Competency-based medical education (CBME) is being implemented in many countries across the world. Medical bodies, such as the Royal College of Physicians and Surgeons of Canada (RCPSC) and the Accreditation Council for Graduate Medical Education (ACGME) in the United States, are championing the 21st century modernization of the medical education system. Many Canadian medical educators asked, and my colleagues at the University of Toronto, continue to ask: in a country that already produces highly educated and seemingly competent physicians, why is there a need for change?
Until 2017, Canadian anesthesiology trainees spent set times in various pre-determined clinical rotations for a minimum of 5 years of training. Our postgraduate programs have significant oversight from the RCPSC and their respective university's postgraduate medical education department; the overall pass rate for residents attempting anesthesiology accreditation examinations is >90%. Yet, can we prove that graduating residents have acquired the competencies needed to manage all aspects of independent practice? One American program estimated that 10% of their graduates may not be clinically competent despite success at their licensing examination.1
Knowledge alone is not enough to be competent; behaviors and attitudes are also needed.2 Traditional testing methods may fail to detect deficiencies in these skills, behaviors, and attitudes.
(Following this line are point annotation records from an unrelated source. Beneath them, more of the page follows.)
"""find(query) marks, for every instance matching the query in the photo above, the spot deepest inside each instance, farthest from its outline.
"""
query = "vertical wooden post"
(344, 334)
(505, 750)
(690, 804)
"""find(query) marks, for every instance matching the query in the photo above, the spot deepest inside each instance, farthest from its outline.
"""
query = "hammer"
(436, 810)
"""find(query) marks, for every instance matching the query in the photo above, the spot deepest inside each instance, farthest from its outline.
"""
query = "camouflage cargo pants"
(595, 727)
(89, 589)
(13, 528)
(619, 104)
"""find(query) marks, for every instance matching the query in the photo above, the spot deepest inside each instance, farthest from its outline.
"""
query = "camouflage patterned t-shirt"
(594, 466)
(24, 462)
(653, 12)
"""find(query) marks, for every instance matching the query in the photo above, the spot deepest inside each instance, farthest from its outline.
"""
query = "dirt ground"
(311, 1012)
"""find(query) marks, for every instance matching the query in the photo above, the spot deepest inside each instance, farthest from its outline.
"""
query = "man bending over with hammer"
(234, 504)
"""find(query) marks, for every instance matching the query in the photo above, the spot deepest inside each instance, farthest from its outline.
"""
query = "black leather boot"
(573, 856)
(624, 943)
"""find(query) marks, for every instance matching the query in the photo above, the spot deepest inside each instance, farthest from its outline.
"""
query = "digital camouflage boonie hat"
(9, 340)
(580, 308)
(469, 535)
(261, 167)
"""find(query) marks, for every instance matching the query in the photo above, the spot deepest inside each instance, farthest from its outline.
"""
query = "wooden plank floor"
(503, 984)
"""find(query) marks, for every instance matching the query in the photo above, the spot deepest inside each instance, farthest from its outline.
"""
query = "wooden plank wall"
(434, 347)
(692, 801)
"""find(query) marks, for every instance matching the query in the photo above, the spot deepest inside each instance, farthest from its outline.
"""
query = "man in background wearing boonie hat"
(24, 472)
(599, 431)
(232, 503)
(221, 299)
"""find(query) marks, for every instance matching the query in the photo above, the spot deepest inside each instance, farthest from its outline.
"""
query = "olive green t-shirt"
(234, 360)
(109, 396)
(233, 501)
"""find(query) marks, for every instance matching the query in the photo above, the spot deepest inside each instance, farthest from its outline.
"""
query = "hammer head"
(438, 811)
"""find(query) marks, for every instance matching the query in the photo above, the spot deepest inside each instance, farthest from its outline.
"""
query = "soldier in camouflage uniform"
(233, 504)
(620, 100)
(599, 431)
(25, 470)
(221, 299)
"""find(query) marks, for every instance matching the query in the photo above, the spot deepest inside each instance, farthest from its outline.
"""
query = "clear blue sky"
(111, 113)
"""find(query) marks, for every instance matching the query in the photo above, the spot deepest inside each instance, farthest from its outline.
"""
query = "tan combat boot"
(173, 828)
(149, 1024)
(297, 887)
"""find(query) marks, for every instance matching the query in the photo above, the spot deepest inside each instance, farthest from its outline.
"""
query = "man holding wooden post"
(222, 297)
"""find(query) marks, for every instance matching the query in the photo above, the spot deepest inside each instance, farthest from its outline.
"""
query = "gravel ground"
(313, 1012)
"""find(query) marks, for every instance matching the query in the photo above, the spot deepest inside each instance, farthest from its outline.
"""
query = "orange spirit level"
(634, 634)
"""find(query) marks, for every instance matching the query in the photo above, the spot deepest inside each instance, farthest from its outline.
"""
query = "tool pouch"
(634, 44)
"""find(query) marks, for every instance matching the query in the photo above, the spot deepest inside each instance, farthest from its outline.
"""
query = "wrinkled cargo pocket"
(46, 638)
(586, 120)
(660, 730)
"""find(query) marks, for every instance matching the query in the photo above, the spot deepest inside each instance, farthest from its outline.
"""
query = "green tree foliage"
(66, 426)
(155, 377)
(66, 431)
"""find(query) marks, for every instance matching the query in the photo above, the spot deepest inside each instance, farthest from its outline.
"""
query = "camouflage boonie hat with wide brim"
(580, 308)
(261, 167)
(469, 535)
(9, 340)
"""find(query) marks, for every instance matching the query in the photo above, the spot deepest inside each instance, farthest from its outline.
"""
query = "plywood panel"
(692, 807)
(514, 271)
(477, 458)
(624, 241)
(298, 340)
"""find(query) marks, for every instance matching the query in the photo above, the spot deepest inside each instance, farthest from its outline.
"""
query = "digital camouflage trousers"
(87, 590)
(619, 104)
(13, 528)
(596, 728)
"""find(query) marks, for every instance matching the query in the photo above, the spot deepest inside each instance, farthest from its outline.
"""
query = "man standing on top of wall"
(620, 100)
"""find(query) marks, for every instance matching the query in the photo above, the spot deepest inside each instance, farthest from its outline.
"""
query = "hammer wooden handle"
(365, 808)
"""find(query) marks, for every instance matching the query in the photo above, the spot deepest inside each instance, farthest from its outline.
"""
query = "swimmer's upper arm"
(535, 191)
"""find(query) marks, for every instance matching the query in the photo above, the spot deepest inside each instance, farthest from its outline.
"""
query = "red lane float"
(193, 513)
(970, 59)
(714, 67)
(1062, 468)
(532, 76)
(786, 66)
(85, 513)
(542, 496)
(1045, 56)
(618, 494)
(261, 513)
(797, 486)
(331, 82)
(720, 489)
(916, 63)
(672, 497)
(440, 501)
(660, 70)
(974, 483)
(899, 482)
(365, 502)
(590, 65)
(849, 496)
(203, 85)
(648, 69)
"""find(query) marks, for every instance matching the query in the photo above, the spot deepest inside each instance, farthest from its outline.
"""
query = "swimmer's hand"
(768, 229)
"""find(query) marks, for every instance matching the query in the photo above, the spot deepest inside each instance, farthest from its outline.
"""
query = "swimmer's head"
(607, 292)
As such, programs may not be able to identify learners in difficulty until late in their training, when it becomes more difficult to remediate their gaps and support their needs.3 Apprehensive faculty often withhold negative comments on a learner's clinical performance, leading to a system where we are “failing to fail” those that should not progress.4 There is a necessity for an innovative approach to assessment, one where learners are measured against a series of pre-determined competencies which should be required for independent practice in their specialty.
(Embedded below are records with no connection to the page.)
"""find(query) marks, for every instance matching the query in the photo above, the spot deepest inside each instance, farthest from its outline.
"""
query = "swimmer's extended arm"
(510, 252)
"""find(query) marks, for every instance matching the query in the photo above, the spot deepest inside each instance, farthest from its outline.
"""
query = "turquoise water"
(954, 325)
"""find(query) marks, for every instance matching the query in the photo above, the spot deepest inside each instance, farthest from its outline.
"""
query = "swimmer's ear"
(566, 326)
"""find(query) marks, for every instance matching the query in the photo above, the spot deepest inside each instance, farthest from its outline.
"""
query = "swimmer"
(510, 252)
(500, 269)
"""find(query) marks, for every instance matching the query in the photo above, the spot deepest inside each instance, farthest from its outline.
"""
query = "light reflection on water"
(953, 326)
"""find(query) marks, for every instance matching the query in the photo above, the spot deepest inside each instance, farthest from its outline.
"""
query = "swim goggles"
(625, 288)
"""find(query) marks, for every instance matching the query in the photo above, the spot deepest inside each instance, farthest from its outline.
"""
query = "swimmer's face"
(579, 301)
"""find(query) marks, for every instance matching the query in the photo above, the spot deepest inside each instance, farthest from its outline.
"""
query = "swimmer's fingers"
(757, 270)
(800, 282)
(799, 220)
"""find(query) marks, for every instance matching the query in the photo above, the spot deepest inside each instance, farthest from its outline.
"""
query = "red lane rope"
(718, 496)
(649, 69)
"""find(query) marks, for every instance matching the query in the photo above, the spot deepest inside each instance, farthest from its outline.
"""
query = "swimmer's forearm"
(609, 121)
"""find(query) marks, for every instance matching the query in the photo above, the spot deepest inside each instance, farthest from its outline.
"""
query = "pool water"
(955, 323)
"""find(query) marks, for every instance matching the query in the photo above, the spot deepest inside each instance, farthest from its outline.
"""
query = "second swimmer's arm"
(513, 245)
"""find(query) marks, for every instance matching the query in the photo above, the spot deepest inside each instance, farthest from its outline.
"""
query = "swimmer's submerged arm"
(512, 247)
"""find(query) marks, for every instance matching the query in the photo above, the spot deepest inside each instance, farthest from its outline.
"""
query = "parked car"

In Canada, 20 residency programs are now operating under competence-by-design (CBD), the RCPSC's model for CBME. Anesthesiology was an early adopter of the CBD model. At the University of Toronto, our first competence-based cohort of learners entered residency in July 2017. With CBD, the RCPSC had pre-defined our specialty competencies using the updated 2015 CanMEDS framework and a sequence of integrated stages in the new Competence Continuum. Each stage of training has a defined number of outcomes, described as competencies and tasks, that need to be achieved in order to be promoted to the next stage of training. Clearly stating required competencies and tasks has 2 purposes: (1) they provide residents with clear expectations of skills and abilities that must be developed at each stage; (2) they guide supervisors in identifying a resident's strengths and areas that are still in progress.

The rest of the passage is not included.